Started by November 08, 2009 05:27 PM
41 comments, last by zedz 14 years, 11 months ago
Quote: Original post by curtmax_0
Space solar collection systems are pretty retarded. Think of the cost of construction. I don't have exact figures, but solar panels are pretty heavy... how many rockets are needed to launch it into space?


Depends on how much you can lift at once. With current tech, the most that can be lofted is about 25 metric tonnes per launch to LEO. If the folks who (used to be) in charge of NASA have their way, in a decade or two that'll be upped to 140-160 tonnes per launch to LEO. Getting to geostationary orbit knocks quite a bit of that down, so with that particular LV (Ares V) it would be more like 50 tonnes or so. Maybe a bit less, I'd have to whip up a spreadsheet and get the right data and run the numbers to be sure. To be fair, though, there's some doubt as to whether that particular LV will ever fly due to budgetary constraints...

Of course they could always build the Sea Dragon... Or they could develop an architecture based on cryogenic propellant transfer, which I'm told could get them to the asteroids and maybe even Mars as well without developing huge heavy-lift vehicles. They could even get solar or nuclear electric propulsion spacecraft off the ground and boost those numbers even more.

In any case, there's probably room for improvement in both cost and payload even with current rockets.

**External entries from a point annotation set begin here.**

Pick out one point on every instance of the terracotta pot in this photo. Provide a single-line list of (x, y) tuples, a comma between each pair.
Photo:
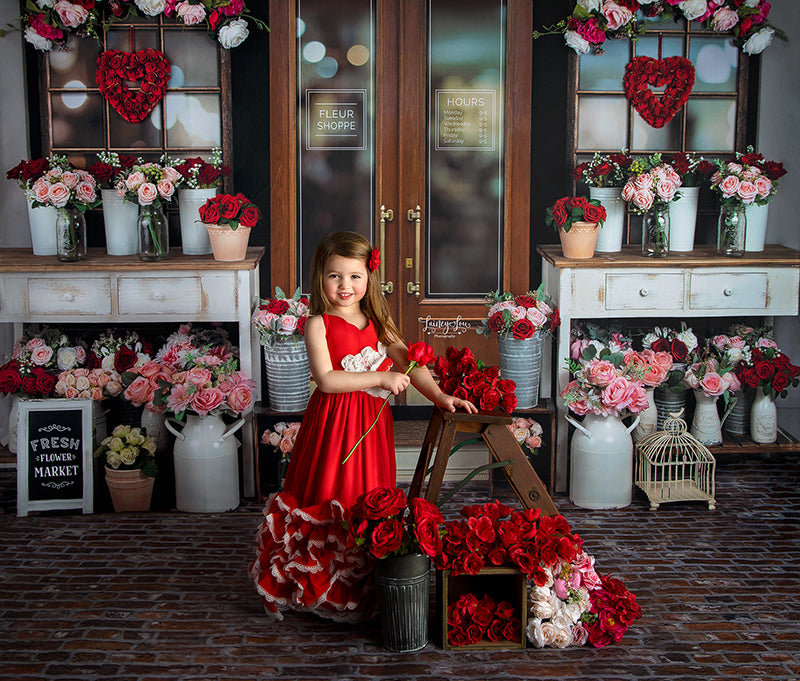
[(131, 490), (580, 241), (229, 244)]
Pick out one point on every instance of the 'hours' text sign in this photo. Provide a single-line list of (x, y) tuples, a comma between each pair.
[(54, 455)]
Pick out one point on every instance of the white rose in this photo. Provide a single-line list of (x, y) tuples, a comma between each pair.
[(758, 42), (151, 8), (233, 33), (576, 41), (692, 9), (66, 358)]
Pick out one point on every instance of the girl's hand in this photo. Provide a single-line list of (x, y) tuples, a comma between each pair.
[(451, 403), (394, 381)]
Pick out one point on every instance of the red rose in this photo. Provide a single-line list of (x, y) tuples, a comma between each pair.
[(10, 380), (522, 329), (277, 306), (228, 207), (380, 502), (249, 216), (386, 537), (421, 353), (679, 350), (124, 359), (209, 213)]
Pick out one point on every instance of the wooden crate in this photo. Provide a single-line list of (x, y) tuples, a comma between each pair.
[(501, 583)]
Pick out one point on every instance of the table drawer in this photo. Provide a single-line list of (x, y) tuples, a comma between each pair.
[(57, 295), (160, 295), (644, 291), (728, 291)]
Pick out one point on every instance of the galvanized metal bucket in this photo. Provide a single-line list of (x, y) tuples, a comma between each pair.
[(521, 361), (288, 375), (403, 585)]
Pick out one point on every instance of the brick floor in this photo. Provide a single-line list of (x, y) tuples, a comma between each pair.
[(165, 595)]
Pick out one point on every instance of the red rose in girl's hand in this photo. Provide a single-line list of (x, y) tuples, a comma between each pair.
[(421, 353)]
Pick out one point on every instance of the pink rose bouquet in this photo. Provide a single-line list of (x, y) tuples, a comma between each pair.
[(604, 383)]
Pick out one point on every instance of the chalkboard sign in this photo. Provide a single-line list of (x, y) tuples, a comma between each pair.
[(54, 455)]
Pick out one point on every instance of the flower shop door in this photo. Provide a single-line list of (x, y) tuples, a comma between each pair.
[(407, 121)]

There are already some upgrades to various launch vehicles that could be done without much trouble but simply have yet to be funded. Increasing the flight rate would bring the cost to orbit down. Maybe building solar power satellites would (finally) provide a reason to have a high enough flight rate to build a reusable launch vehicle and move away from expendables, which by the way also get cheaper as flight rate increases since a big portion of the cost tends to be manpower (which is why Shuttle is so expensive - refurbishing the orbiters takes a lot of people). Maybe this could be the incentive to provide the groundwork for space activities that finally (eventually) move humans out into the solar system?
Quote: Original post by Cypher19
I'm definitely for this. My town in Simcity 2000 had a microwave power plant working great for years.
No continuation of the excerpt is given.